Posisi KAMMI dalam sejarah gerakan mahasiswa ialah KAMMI sebagai elemen
ekstrakampus yang menonjol dan memimpin. KAMMI sebgai oposisi berciri
moderat-kritis tidak ekstrim kiri dan tidak ekstrim kanan. bab ini juga
membahas fase-fase perkembangan demokrasi. Dan disini KAMMI juga pernah
mengambil sikap bahwa di tiga tahun ini terjadi kemandegan reformasi pada masa
transisi, sehingga di pemerintahan Mega pun aksi terus berlanjut.
Bab
9 (kesimpulan dan penutup) berisi tentang kesimpulan-kesimpulan, antara lain:
KAMMI dipelopori dari aktivis dakwah kampus, merupakan gerakan yang menunjukkan
posisinya pasca NKK/ BKK, KAMMI berlandaskan islam (tarbiyah), respon umumnya
terhadap demokratisasi melalui perjuangan dan reformasi, KAMMI merupakan
organisasi kader sehingga ada penyeleksian yang ketat dan sebagai organisasi
amal, pemikiran dan metode perjuangan KAMMI ialah memproduksi pemimpin-pemimpin
dan penyadaran masyarakat dengan dakwah Islam, format pemikiran dan metode
perjuangan KAMMI ialah moderat kritis membawanya sebagai pelopor, pendobrak dan
pemersatu gerakan lainnya, dalam konstelasi gerakan pro-demokrasi, KAMMI
merupakan aktor baru dengan basis kekuatan gerakan yang solid diantara sekian
elemen yang pro-demokrasi.
Kelebihan
buku ini antara lain ditulis dengan bahasa yang seolah-olah yang membaca
seperti menjadi kader KAMMI, jadi buku ini selain menyampaikan pengetahuan
ilmiah, buku ini mampu menyampaikan pesan kebaikan akan gerakan KAMMI. Buku ini
mampu menjadi penyemangat bagi aktivis dakwah kampus khususnya dan mampu
menjadi penyemangat bagi gerakan mahasiswa pada umumnya.
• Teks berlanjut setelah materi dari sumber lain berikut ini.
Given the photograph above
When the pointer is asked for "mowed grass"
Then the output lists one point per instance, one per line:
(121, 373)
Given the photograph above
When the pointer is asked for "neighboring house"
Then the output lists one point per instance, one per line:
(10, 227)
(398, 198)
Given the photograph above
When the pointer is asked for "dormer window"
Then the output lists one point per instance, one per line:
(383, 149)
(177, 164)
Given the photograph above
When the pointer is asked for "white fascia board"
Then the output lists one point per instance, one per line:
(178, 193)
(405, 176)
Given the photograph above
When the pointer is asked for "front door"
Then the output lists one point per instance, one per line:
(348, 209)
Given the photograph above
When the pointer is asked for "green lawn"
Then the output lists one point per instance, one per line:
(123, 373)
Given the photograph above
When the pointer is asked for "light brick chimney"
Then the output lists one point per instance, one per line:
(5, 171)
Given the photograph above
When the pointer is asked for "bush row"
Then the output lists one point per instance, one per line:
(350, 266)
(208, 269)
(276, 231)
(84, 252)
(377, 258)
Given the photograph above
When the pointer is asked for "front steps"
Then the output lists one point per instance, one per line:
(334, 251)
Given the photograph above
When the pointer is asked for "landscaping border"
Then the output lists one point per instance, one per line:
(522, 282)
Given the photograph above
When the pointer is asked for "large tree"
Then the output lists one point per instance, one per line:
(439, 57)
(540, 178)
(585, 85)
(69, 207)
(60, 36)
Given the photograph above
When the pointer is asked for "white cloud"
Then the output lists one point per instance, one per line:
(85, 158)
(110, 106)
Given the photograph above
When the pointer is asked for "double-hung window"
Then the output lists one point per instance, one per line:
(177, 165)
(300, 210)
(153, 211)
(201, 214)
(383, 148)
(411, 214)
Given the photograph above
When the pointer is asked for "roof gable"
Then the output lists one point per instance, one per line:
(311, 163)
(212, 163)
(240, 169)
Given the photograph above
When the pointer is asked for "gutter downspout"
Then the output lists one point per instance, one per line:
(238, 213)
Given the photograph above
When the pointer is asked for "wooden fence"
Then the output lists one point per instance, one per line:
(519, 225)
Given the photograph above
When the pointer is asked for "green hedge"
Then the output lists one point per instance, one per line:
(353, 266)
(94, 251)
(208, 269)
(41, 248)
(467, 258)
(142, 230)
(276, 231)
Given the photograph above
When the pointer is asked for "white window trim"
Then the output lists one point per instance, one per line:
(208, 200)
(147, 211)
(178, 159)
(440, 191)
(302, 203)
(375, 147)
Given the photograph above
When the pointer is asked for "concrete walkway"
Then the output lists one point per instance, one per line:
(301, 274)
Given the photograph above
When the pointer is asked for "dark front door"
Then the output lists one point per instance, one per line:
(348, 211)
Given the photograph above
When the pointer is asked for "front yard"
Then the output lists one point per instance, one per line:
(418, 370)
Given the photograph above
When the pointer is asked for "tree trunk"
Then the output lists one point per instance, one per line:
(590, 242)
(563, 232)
Penulisan juga
dilakukan bukan hanya berdasar literatur teks saja baik buku, pemberitaan, dan
sebagainya, namun juga dengan keterangan aktivisnya yang secara langsung telah
mengalaminya. Sehingga apa yang disampaikan itu ialah sesuai fakta apa adanya.
Buku ini juga mampu mengupas latar belakang mengapa gerakan ini bisa muncul,
perkembangannya, perjuangannya, dan sebagainya.
Adapun
kekurangannya ialah, buku ini ditulis oleh aktifis tarbiyah, yang merupakan
aktivis dakwah yang berasal dari masjid kampus, maka jika yang membaca bukan
orang tarbiyah/aktivis dakwah, khususnya orang yang mungkin kurang menyukai
gerakan KAMMI, maka pembaca akan menganggap buku ini subjektif. Selain itu buku
ini juga perlu penelitian berlanjut, karena dalam buku ini hanya sampai tiga
tahun. Jika ini terus dilanjutkan, maka kita akan bisa melihat dinamika dari
tahun ke tahun.
Buku
ini sudah sangat komprehensif dan lengkap untuk membedah KAMMI itu sendiri.
Saya sarankan untuk langsung membaca bukunya. Dan sebagai pembaca, maka
semangat pergerakan mahasiswa untuk melakukan perubahan akan hidup kembali.